露光時間を自動補正にしておけば、演算処理前の段階で露光時間の調整を行いますので、オーバーフローを起すことはありません。

分光光度計の工作

 ezSpectraには透過測定モードもあります。透過測定モードでは、最初に参照光の測定を行い、その後に試料透過後に測定すると、透過率(か吸光度)が表示されます。参照光測定時と試料測定時で光路がずれてしまうと、正しい結果が得られません。透過測定を頻繁に行いたいなら、簡易的にでも固定した測定系を作るとよいと思います。ezSpectraがコンパクトで、AC100V電源ではなくUSB給電で動作するので、測定系もAC100Vなしに動作するようにしておけば、どこでも透過測定が出来るようになります。そこで、今回は乾電池駆動で動くようなデザインを考えました。

 測定系を作るのに必要なものは、光源、集光系、試料保持部分です。身の回りの光源はLEDに移ってしまっていますが、分光測定の光源としては、スペクトルが凸凹していたり、また、短波長側が伸びていないなどの問題があり、現時点では豆電球の方がよいかと思います。市販の自記分光光度計では、普通の電球ではなく、ハロゲンランプと呼ばれるタイプの電球を使っています。ハロゲンランプは、普通の白熱電球と比べて、フィラメントが小さく点光源に近いのと、寿命までスペクトル変化が少ないことから使われています。世の中には、懐中電灯用のハロゲンランプもあるので、それを使うことを考えたのですが、ソケットが入手しにくいのと、ハロゲンランプで試みたところ、短波長側の測定可能領域が広がらなかったので、通常の豆電球を使うことにしました。

 全体を乗せる台は厚さ5mmの合板です。大きさは10cm×14cmです。その上に、いくつかのパーツを接着剤で取り付けています。

どだい

 左端のL字部分はezSpectraはめ込む後ろ側の部分です。横に伸びている棒は、光源からezSpectraまでの光学レールです。ezSpectraとレンズをはめ込んだ写真を次に示します。

どだいとezSpectra

台を少しばかり傾けています。

 集光系は、市販の分光光度計では鏡を使っています。これは、レンズを使っていると色収差が出てしまうためです。しかし、鏡を使うと光学系が光路に折り返しが必要となりコンパクトにはまとめられなくなります。このため、色収差の問題には目をつぶって、レンズを使うことにしました。

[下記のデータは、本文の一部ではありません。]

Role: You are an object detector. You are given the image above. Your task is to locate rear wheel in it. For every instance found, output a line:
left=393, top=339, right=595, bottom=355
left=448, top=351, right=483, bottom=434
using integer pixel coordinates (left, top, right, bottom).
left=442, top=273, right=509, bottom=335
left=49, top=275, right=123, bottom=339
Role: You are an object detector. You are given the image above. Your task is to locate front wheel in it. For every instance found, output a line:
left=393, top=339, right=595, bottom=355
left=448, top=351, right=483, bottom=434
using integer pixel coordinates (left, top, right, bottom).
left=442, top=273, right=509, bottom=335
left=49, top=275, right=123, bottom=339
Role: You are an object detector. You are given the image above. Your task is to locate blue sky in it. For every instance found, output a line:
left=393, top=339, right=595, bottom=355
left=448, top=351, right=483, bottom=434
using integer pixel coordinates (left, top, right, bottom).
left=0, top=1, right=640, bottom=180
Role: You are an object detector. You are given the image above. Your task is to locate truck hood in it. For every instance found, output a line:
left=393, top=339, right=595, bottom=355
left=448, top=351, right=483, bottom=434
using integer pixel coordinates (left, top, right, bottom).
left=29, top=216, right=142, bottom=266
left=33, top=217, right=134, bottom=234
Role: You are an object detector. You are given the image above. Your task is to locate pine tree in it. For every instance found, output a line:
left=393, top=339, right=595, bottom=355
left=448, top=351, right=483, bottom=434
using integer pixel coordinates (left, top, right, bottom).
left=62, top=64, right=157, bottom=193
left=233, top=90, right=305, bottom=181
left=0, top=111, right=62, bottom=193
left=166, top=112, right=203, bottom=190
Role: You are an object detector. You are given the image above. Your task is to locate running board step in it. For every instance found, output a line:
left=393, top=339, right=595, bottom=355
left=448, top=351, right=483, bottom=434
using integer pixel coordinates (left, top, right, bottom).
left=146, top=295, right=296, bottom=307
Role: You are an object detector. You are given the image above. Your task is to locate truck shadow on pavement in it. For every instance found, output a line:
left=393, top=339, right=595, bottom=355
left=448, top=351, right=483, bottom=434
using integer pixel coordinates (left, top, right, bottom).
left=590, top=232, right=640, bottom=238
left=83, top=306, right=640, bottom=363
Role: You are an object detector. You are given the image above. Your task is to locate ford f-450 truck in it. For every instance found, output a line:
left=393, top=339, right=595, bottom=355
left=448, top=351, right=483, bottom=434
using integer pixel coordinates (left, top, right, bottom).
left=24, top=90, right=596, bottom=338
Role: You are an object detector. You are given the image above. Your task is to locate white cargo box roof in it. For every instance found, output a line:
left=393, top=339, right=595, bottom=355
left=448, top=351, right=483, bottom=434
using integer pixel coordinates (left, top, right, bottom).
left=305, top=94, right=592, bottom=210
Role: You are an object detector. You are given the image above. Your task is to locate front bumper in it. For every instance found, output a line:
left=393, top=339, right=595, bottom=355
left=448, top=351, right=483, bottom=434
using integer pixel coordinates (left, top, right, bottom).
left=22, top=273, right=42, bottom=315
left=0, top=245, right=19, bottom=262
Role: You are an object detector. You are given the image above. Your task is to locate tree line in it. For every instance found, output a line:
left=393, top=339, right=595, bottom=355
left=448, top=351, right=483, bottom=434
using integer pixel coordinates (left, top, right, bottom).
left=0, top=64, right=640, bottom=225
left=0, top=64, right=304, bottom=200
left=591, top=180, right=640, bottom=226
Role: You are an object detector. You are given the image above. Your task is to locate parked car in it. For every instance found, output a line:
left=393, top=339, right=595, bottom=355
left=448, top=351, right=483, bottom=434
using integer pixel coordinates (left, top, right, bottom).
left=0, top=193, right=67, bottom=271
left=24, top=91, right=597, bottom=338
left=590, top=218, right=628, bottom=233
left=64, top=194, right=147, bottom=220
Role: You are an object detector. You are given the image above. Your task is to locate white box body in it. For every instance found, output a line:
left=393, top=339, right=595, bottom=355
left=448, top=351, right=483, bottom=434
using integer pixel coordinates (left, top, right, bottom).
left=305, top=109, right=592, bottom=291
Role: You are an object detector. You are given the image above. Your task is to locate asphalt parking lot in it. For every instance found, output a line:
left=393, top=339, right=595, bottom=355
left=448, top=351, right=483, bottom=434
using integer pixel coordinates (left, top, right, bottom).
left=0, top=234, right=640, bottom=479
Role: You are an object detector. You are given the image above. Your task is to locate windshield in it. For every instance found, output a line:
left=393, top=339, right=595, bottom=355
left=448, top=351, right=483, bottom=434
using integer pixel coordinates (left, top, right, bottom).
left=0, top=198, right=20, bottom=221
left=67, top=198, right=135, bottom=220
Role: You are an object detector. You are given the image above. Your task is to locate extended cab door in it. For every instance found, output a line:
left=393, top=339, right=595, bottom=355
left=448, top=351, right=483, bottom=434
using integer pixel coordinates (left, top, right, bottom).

 持ち運びが出来るようなコンパクトサイズにするためには、かなり短い焦点距離のレンズを使う必要があります。今回は、100均で売っていたLED懐中電灯に使われているプラスチックレンズを使ってみました。

海中電灯

レンズホルダーは溝の入った木のブロックを接着剤で組み合わせて、溝にゴムを入れてレンズを固定しています。

レンズブロック

試料ホルダーも同じような構造です。こちらは、両側に厚手の黒い紙を貼っています。

試料ホルダー

これは側面からで上面から見ると、キュベットを入れる穴が開いています。使っているブロックが1cmの物だったので、2mmの薄板を加えて、キュベットの外形に合わせています。

上面

光源は豆電球のソケットを、電線を固定するためのプラスチック部品で押さえ込んでいます。ねじは完全に押さえていないので、回すことができ、それで左右の場所の調整を行います。上下は、大体合っているのですが、最後のあわせは上のレンズの上下で調整しています。

豆電球

一式を組み合わせた写真を次に示します。

全体

写真では集光レンズと試料ホルダーの間にフィルターが入っています。写真には乾電池が写っていませんが、ニッケル水素の単3を2本使っています。

透過モードでは、最初の参照光を測定します。

参照

短波長側に斜線が入っていますが、この領域は試料測定時には測定範囲となります。プラスチックの黄色フィルターを入れて、透過モードで測定すた図を示します。

透過

短波長側が340nmではなく、400nm弱となっています。上の図は透過モードですが、吸光度での表示も可能です。蛍光色素溶液の吸収スペクトルを次に示します。

色素吸収

せっかく蛍光色素を使っているので、蛍光スペクトルも測定することにしました。蛍光スペクトル測定時には光学系の組み替えが必要となります。レンズをもう一枚加えて、光源からの光がezSpectraに集光するようにします。

蛍光調整

その上で豆電球を外して、その位置にキュベットを置き、側面から短波長の光で励起します。

蛍光測定

この方法で測定した蛍光スペクトルを示します。

蛍光フィルターなし

400nm付近のピークは、励起光の物で、黄色フィルターの組み合わせで、このピークは除去出来ます。

蛍光黄色フィルター

 


改訂履歴

 

2018年3月 ソフトウエアのバージョンアップにより、フィルター補正機能が加わった部分を追加。